Conversely, The Chad 1,070 kilometre crude export pipeline facility, which pumps crude oil from three fields in the southwest of the country to a floating facility 11 km off the Cameroon coast town of Kribi, has been of huge economic source on revenue generation to Cameroon since first oil was pumped in 2003
There are insinuations from various civil right groups that the Uganda- Tanzania proposed pipeline construction, from fields co-owned by France’s Total and China’s CNOOC, will cause serious damages to sensitive ecological systems including wildlife-rich areas, rivers and swampland that are catchments for Lake Victoria.
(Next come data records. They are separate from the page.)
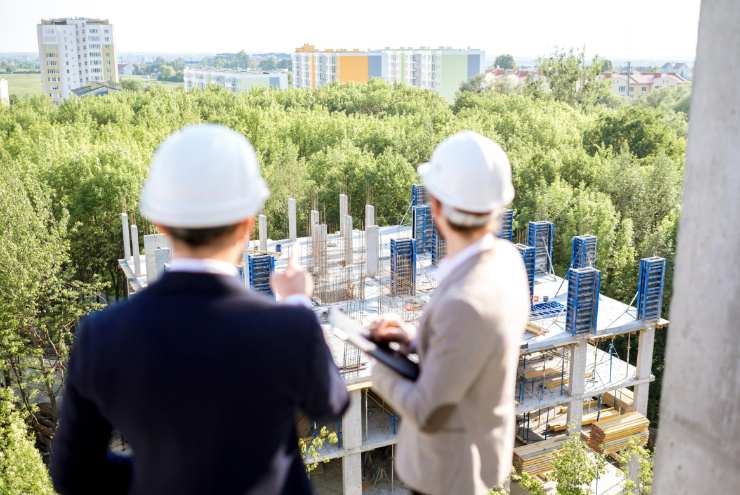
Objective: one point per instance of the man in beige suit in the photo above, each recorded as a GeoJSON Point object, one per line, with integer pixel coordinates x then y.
{"type": "Point", "coordinates": [457, 428]}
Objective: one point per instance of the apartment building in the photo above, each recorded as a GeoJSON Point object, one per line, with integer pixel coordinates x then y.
{"type": "Point", "coordinates": [73, 52]}
{"type": "Point", "coordinates": [637, 84]}
{"type": "Point", "coordinates": [439, 69]}
{"type": "Point", "coordinates": [233, 80]}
International and local environmental groups including Global Witness say it poses unacceptable risks according to information available with reuters.
Although these insinuations have been debunked by Uganda’s state-run National Environment Management Authority (NEMA) disclosing the fact that it had issued a certificate of approval for the environmental and social impact assessment report submitted by Total. NEMA’s executive director Tom Okurut said the environmental authority would keenly monitor construction to ensure the health and safety of the communities, workers and environment.
The economic and financial rake of Chad – Cameroon pipeline infrastructure is not farfetched. Cameroon’s Pipeline Steering and Monitoring Committee (PSMC), has recently reported that the revenue raked by the pipeline infrastructure is up by 2.5% year-on-year. Over the same period in 2019, the country collected $55Million (XAF29.97Billion) as transit fees.
The committee reports further stated that 39.91Million barrels of crude oil were transported from the Komé-Kribi terminal in southern Cameroon in the first 10 months of the 2020 fiscal year, compared with 38.79Million barrels during the same period in 2019 representing an increase of 3% barrels of crude oil transported with the period interval. This improvement is the result of increased production from new shippers in Chad, namely PétroChad Mangara, China International Petroleum Company Inc. Chad and Overseas Private Investment Corporation.
Considering the above accrued revenue gains in the economy of Cameroon, Ugandans should douse the prevailing social tension and focus on economic advantages expected from such infrastructural development. According to Dickens Kamugisha, head of the Kampala-based Africa Institute for Energy Governance, there was insufficient public consultation and his advocacy group would challenge NEMA’s ruling in court.
“This is a project that is going to cross dozens of swamps and other fragile ecological areas that are already being stressed by the impact of climate change,” he told Reuters.
The Uganda – Tanzania 1,445 km (900 mile) pipeline infrastructure, which will run to Tanga port in Tanzania, is key to landlocked Uganda’s start of commercial oil production and this will invariably turn around the economic fortune of the East African country. Tanzania had already given its approval; the Ugandan stamp means the project now has environmental impact certification for its entire length.
Uganda has discovered an estimated oil reserve of 6 billion in the Albertine rift basin in 2006 and President Yoweri Museveni’s Ugandan government has indicated production will start at the earliest in 2022 but production has been repeatedly snagged by disagreements with foreign oil companies over taxes and development strategy.
Chad ranks as the tenth-largest oil reserve holder among African countries, with 1.5 billion barrels of proven reserves as of 2018 and production of over 140,000 barrels per day in 2020. Petroleum is Chad’s primary source of public revenue, and around 90 percent of oil production is exported. Chad’s oil production is dominated by the China National Petroleum Company in Chad (CNPCIC), the ExxonMobil-led Esso Exploration & Production Chad Inc. (EEPCI) consortium, Glencore, and Taiwanese Chinese Petroleum Corp (operating as OPIC).